Speaker
Description
The effect of black holes on entanglement harvesting--the process of extracting entanglement from the quantum vacuum--has been of considerable interest over the past decade. Research involving stationary Unruh-DeWitt (UDW) detectors in a (2+1)-dimensional black hole spacetime (the BTZ black hole) has uncovered phenomena such as entanglement shadows, entanglement amplification through black hole rotation, and differences between bipartite and tripartite entanglement. For a (1+1)-dimensional Schwarzschild black hole, two UDW detectors could harvest entanglement from the scalar quantum vacuum even when separated by an event horizon. The dynamical problem of harvesting entanglement as detectors cross the event horizon is substantially more difficult. To this end, we calculate the mutual information between two UDW detectors coupled to a massless quantum scalar field, with the detectors starting at rest and falling radially into a non-rotating (2+1)-dimensional BTZ black hole.

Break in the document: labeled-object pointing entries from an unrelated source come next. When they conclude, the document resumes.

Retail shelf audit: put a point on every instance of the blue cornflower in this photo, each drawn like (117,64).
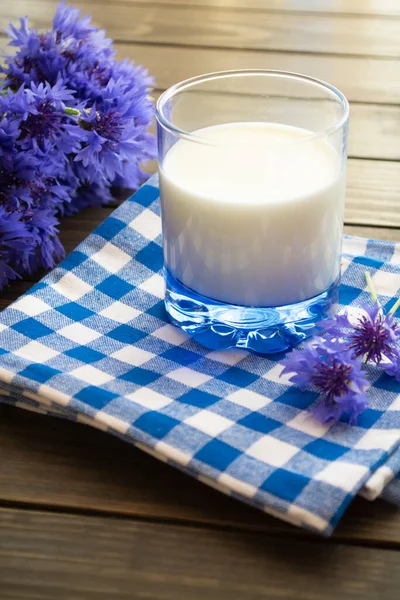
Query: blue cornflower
(73,123)
(392,367)
(47,126)
(373,336)
(328,368)
(15,239)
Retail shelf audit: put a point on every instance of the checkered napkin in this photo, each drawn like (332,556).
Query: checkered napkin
(91,342)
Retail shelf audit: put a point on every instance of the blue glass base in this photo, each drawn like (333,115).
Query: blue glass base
(266,330)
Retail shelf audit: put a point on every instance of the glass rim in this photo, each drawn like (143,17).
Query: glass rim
(192,81)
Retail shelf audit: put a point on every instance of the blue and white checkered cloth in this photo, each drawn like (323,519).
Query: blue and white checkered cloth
(91,342)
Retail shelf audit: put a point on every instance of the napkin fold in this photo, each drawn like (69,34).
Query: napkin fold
(91,342)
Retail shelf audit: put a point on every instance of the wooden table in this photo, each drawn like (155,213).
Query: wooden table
(85,516)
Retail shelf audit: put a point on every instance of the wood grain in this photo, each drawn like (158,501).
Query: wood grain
(373,198)
(204,26)
(388,8)
(47,462)
(374,131)
(360,79)
(47,556)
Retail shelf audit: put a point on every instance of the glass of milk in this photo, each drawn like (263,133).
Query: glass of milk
(252,182)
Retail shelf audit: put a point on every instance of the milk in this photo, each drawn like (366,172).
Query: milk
(253,213)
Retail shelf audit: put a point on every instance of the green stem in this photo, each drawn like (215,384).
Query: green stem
(371,288)
(72,111)
(394,307)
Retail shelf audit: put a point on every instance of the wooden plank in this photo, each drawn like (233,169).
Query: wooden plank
(374,131)
(78,231)
(49,462)
(47,556)
(373,200)
(356,7)
(204,26)
(360,79)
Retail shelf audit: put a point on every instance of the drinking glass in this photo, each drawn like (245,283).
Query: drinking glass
(252,183)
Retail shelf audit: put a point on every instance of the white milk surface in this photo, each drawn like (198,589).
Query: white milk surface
(253,217)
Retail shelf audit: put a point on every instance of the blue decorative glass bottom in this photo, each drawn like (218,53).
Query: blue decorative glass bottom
(266,330)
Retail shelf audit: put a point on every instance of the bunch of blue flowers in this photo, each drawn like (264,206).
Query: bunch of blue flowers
(333,363)
(73,124)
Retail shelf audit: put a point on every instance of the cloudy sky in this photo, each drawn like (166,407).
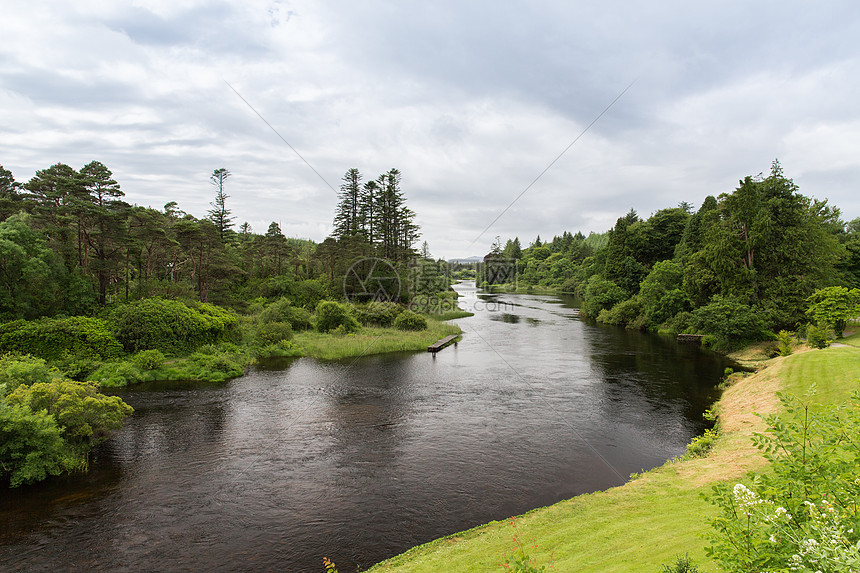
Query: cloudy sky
(470,100)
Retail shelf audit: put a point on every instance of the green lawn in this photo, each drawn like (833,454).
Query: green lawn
(660,515)
(371,340)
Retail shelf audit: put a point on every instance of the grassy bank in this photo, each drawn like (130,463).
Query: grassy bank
(659,515)
(370,340)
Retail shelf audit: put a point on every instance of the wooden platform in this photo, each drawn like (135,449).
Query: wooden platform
(690,339)
(440,344)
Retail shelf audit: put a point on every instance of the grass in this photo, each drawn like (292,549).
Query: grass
(661,514)
(371,340)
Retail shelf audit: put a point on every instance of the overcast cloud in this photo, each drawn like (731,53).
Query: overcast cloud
(470,100)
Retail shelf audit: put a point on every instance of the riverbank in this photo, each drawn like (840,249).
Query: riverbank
(371,340)
(659,514)
(224,361)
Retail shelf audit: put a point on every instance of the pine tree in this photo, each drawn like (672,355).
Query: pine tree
(347,219)
(219,214)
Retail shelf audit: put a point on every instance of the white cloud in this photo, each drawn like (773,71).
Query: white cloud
(470,101)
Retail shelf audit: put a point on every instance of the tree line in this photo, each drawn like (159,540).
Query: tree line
(743,265)
(70,243)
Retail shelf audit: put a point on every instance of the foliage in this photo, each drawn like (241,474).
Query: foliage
(274,332)
(834,306)
(801,515)
(600,294)
(80,410)
(148,359)
(660,293)
(786,343)
(17,370)
(31,445)
(331,315)
(377,313)
(408,320)
(681,565)
(817,336)
(282,310)
(622,314)
(730,322)
(33,280)
(54,338)
(118,373)
(519,560)
(171,325)
(699,446)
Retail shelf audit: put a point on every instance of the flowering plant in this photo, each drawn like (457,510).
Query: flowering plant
(804,515)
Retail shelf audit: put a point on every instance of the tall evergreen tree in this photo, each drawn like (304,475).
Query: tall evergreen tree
(219,214)
(347,219)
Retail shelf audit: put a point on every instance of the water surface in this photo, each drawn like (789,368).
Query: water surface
(358,460)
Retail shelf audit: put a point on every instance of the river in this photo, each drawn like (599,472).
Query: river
(358,460)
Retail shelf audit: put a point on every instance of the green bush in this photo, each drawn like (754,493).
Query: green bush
(274,332)
(600,294)
(785,343)
(801,513)
(283,311)
(171,325)
(818,336)
(116,374)
(331,314)
(699,446)
(569,286)
(148,359)
(83,414)
(408,320)
(31,446)
(378,313)
(730,322)
(55,338)
(622,314)
(17,370)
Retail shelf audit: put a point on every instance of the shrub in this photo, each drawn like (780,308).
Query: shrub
(31,446)
(800,514)
(378,313)
(600,294)
(148,359)
(817,336)
(681,565)
(117,374)
(171,325)
(273,332)
(730,322)
(331,314)
(699,446)
(16,370)
(569,286)
(84,415)
(785,343)
(55,338)
(408,320)
(621,314)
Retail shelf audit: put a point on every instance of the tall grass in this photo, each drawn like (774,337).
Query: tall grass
(371,340)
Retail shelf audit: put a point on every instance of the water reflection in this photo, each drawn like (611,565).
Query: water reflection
(361,459)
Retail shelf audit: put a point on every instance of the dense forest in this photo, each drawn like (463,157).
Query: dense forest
(71,244)
(743,266)
(95,293)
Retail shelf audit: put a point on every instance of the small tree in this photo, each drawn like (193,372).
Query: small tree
(834,306)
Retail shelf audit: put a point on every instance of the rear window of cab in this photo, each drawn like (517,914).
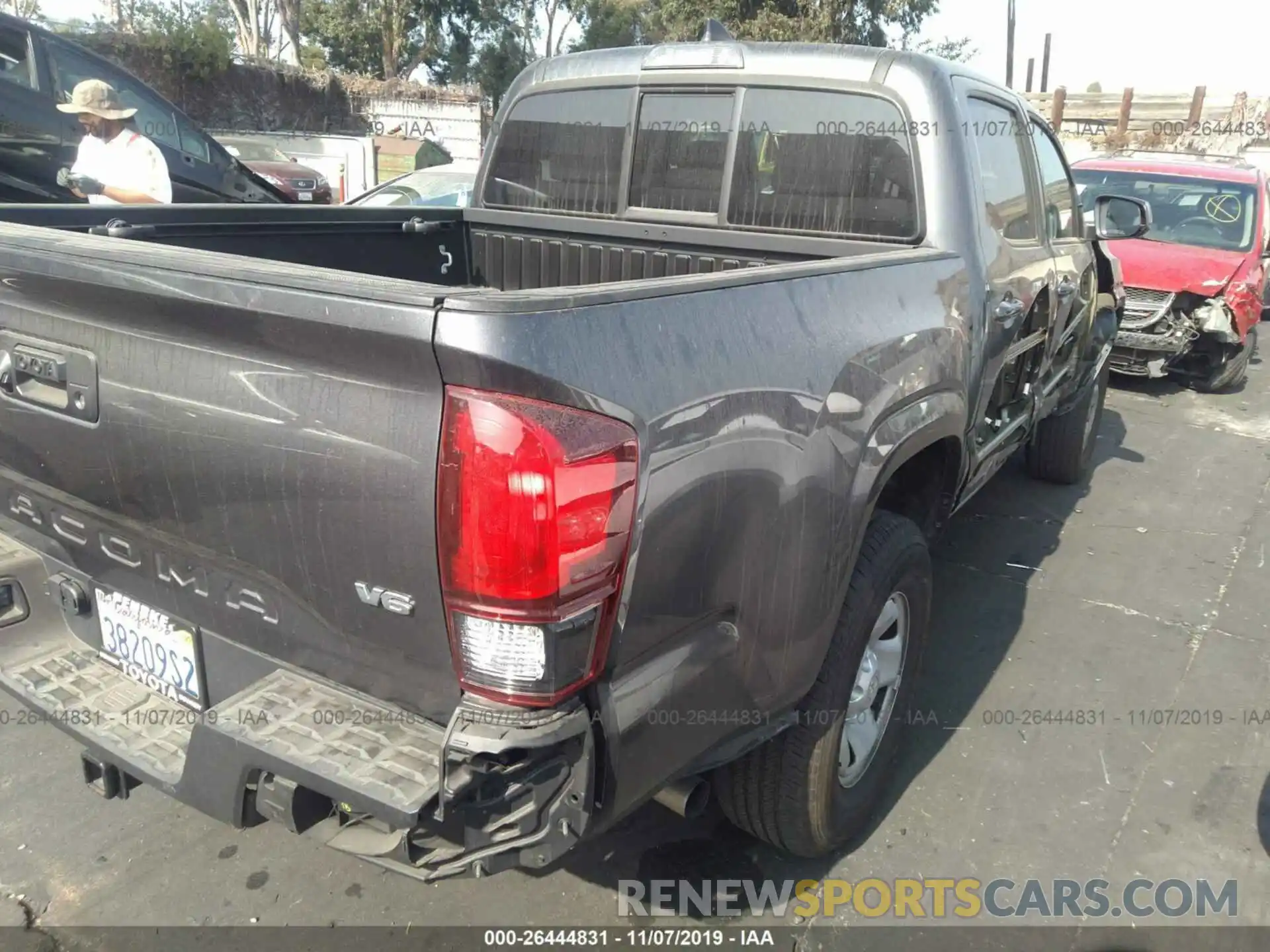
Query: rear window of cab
(803,161)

The trajectory of the detectors includes regions where both detectors are switched on outside of the horizon; where one detector is switched on inside of the horizon while the other switches on outside; and where both detectors switch on inside of the horizon. We investigate different black hole masses, detector energy gaps, widths and temporal separations of the detector switching functions, and field boundary conditions. This study is the first to examine correlation harvesting across an event horizon for a black hole spacetime that satisfies Einstein's equations.
| Keyword-1 | mutual information |
|---|---|
| Keyword-2 | black holes |